Device schematic diagram of the method of measuring the absorption speed of the sandwiching method between sheets Electron micrograph of hollow water-absorbent resin with space inside Electron micrograph of water-absorbent resin of spherical particle aggregate

Claims (9)

An absorbent composite comprising a base material and a particulate water-absorbent resin bonded to each other, wherein the following condition is satisfied.
(1) The bulk specific gravity of the resin is 0.65 or less.
(2) The bending resistance change rate is 60% or less.
(3) At least one substrate is composed of hydrophilic fibers.
(4) 50% or more of the water absorbent resin is directly bonded to the base material.
(5) The residual monomer in the water absorbent resin is 200 ppm or less.
(6) The ratio of the water-absorbing resin weight to the total weight of the absorbent composite is 50 to 99%.
(7) The surface of the water absorbent resin has a nonionic surfactant of HLB7 or higher. The water-absorbent resin is a hollow granular water-absorbent resin having a space inside, and the thickness of the film of the hollow granular water-absorbent resin is 1 to 30 µm. Absorbable complex. The absorbent composite according to claim 1 or 2, wherein the water-absorbent resin has an average particle size of 5 to 1000 µm. 4. The absorbent composite according to claim 2, wherein the content of carboxyl group-containing units in the polymer molecular chain of the hollow granular water-absorbent resin is 50 mol% or more. The absorbent composite according to any one of claims 2 to 4, wherein 50% or more of the carboxyl group-containing units in the polymer molecular chain of the hollow particulate water-absorbent resin is a neutralized salt. The absorptive complex according to claim 5 , which is 10 to 80 mol% ammonium salt among carboxyl group neutralized salt units in the polymer molecular chain of the hollow granular water-absorbent resin.
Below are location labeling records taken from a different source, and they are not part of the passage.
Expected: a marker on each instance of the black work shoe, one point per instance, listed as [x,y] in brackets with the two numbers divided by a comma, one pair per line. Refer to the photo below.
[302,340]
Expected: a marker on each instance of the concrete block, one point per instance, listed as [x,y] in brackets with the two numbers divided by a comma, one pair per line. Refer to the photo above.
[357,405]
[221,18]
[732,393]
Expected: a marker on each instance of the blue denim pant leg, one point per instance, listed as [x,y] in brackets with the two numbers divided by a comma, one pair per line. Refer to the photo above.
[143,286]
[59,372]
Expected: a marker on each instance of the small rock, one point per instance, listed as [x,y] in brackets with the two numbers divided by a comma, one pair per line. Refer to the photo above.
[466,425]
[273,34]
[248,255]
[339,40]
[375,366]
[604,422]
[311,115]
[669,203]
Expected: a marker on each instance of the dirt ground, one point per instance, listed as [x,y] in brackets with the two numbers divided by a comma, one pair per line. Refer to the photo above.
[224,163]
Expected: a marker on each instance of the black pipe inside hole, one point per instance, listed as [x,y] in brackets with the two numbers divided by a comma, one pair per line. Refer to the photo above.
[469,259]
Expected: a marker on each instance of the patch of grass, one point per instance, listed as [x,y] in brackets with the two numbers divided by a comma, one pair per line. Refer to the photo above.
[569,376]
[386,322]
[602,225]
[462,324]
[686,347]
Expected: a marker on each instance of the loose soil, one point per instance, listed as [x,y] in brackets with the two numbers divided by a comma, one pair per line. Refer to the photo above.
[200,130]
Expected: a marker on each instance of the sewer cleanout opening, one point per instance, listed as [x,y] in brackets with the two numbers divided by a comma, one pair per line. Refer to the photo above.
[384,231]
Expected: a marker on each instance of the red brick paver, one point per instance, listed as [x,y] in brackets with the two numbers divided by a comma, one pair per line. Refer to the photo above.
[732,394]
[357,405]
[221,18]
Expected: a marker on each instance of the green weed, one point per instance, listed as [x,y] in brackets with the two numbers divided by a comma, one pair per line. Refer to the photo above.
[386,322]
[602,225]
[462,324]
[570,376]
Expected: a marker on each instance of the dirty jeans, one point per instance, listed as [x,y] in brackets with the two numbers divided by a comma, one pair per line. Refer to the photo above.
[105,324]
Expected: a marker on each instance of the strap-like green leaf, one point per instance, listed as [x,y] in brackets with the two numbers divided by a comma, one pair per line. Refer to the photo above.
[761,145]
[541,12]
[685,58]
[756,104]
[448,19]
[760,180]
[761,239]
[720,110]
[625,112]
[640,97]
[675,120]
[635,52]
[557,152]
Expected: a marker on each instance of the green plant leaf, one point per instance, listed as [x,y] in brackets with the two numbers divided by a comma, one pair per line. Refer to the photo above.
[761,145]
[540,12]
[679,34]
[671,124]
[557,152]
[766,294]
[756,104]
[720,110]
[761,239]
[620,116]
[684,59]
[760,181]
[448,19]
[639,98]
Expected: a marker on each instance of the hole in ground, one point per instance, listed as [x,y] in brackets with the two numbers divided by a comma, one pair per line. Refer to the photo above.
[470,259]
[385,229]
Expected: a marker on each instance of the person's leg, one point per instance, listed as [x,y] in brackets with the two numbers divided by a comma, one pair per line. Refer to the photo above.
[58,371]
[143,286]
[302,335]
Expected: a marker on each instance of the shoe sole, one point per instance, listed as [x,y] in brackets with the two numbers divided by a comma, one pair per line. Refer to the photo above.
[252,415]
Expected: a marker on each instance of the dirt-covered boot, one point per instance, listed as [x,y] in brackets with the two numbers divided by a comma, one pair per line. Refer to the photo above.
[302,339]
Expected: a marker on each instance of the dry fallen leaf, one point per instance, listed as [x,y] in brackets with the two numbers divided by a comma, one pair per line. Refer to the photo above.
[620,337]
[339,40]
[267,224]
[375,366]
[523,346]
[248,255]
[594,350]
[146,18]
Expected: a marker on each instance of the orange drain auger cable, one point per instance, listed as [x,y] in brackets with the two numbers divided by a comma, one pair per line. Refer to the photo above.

A composite in which a base material and a particulate water-absorbing resin are bonded, wherein the method satisfies the following conditions: A method for producing an absorptive composite comprising a step of dehydrating and drying a substrate and water-absorbent resin particles in contact with each other after absorbing water.
(1) The bulk specific gravity of the resin is 0.65 or less.
(2) The bending resistance change rate is 60% or less.
(3) At least one substrate is composed of hydrophilic fibers.
(4) 50% or more of the water absorbent resin is directly bonded to the base material.
(5) The residual monomer in the water absorbent resin is 200 ppm or less.
(6) The ratio of the water-absorbing resin weight to the total weight of the absorbent composite is 50 to 99%.
(7) The surface of the water absorbent resin has a nonionic surfactant of HLB7 or higher. The method for producing an absorbent composite according to claim 7, wherein the resin is an aggregate of particles and includes a step of applying a load to the resin before dehydration drying. The method for producing an absorbent composite according to claim 7 or 8, further comprising a step of reducing the bending resistance of the absorbent after drying.